Hablar… hablar, y hablar y hablar… con todas las cosas, las arenas, las piedras, el agua, las algas, las medusas, los peces, los reflejos, los caracoles… como si se estuviera hablando con todas las cosas realmente, como si las estrellas estuvieran allí, detrás, evidentemente… como si pudiera hablar con la oscuridad enorme del mundo mientras brillaba el sol, y brillaba el sol de aquella manera, explotando mil detalles, un millón de realidades y afectando inmensas, inmensas cantidades de consciencias en diferentes cuerpos… peces o el hombre. De repente, desde el fondo de la conversación un silencio… una paz inmensa, una intensidad que aturde, un equilibrio sostenido que diluye, separa, oculta, como la ola de la brisa al pájaro, oculta las palabras de ese lenguaje en todas partes… Una sirena pasó por el fondo del mundo, del costado del agua, de la playa que se adentra en el mar profundo, que es la boca de la inmensidad, que es la lengua con detalle de un cuerpo tan grande… Las palabras del lenguaje como los pájaros luego de un rayo, levantan muy paulatinamente su canto, su expresión, su hablar con todas las cosas.
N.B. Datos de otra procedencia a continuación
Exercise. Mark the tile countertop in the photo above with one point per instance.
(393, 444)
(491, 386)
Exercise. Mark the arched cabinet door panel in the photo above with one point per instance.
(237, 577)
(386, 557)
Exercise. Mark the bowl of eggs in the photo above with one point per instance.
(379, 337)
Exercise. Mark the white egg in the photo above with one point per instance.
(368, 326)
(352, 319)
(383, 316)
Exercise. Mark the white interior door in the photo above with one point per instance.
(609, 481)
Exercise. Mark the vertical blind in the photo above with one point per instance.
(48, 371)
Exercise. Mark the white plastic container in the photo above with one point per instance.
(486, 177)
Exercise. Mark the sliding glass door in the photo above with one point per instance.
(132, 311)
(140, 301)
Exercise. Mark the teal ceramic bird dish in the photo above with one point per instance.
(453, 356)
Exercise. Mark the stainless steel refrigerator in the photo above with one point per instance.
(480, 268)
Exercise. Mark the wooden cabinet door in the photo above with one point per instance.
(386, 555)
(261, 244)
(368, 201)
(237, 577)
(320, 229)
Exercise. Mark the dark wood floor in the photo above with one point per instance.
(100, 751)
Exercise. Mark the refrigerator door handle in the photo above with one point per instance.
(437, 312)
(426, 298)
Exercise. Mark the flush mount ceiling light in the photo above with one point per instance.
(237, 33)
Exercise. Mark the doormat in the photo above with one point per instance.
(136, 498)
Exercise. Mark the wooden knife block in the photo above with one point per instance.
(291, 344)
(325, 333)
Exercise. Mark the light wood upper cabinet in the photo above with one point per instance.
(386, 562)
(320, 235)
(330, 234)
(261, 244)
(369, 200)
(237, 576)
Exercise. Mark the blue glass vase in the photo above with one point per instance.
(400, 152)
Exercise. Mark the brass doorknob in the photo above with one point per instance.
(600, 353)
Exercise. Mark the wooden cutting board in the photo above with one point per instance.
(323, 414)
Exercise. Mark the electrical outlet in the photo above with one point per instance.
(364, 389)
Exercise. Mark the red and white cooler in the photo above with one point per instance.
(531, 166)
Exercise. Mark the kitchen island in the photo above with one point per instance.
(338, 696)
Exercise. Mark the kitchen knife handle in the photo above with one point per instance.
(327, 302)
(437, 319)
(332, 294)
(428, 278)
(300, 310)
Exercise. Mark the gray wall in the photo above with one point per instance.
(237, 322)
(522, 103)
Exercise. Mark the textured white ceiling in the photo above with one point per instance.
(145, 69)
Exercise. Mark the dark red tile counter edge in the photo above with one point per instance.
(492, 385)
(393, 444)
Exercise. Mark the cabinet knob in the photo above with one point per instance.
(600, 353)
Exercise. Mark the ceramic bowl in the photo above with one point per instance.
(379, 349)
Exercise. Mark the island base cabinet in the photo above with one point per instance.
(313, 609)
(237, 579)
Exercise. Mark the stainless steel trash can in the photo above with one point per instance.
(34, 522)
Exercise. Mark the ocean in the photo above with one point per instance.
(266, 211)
Aquello que el hombre acababa de ver era la obra más sublime de la naturaleza. El cuerpo que observó era de una belleza incongruente. Tanta belleza y tanta sorpresa, aquellos cabellos ondulados, aquella enorme cabellera pelirroja bordó, la gracia de esa cabellera abundante moviéndose bajo el agua. Aquellas piernas unidas en sus rodillas y en sus tobillos. La gracia de sus pies amplios, amplios y delicadísimos. El color, piel humana de las piernas… de las caderas fuertes, musculosas, bellísimas. Del comienzo de aquella espalda maravillosa, de aquel ombligo, aquella panza preciosa, estirada, fuerte. Tensa como una fruta madura, ardiente por todos los lugares donde se tensó y donde se distendió, latiente, llevaba con ella los hermosos kilómetros y las distancias abrumadoras del océano, de los océanos, de las playas más distantes, de los calores y de los fríos, de las compañías animales y vegetales y minerales más dispares.
El rostro no lo había visto a él. Él la veía ahora, no podía creer la inmensidad de detalles que tenían aquellos cabellos… la nitidez que tenían aquellas piernas, el color perfecto, intenso, inevitable de aquella piel, desnuda por siempre. Los brazos… iguales a los de él, enormemente gráciles, siempre en movimiento, en habla con el agua y sus olas, con el pasado y el futuro del mar, con lo que venía y lo que se iba, con lo que pasó hace un instante, dos, tres… cuatro, y lo que va a suceder dentro de uno, dos, tres… cuatro. Siempre llevando a la panza aquellos lugares donde quiere estar, siempre acariciando su voluntad.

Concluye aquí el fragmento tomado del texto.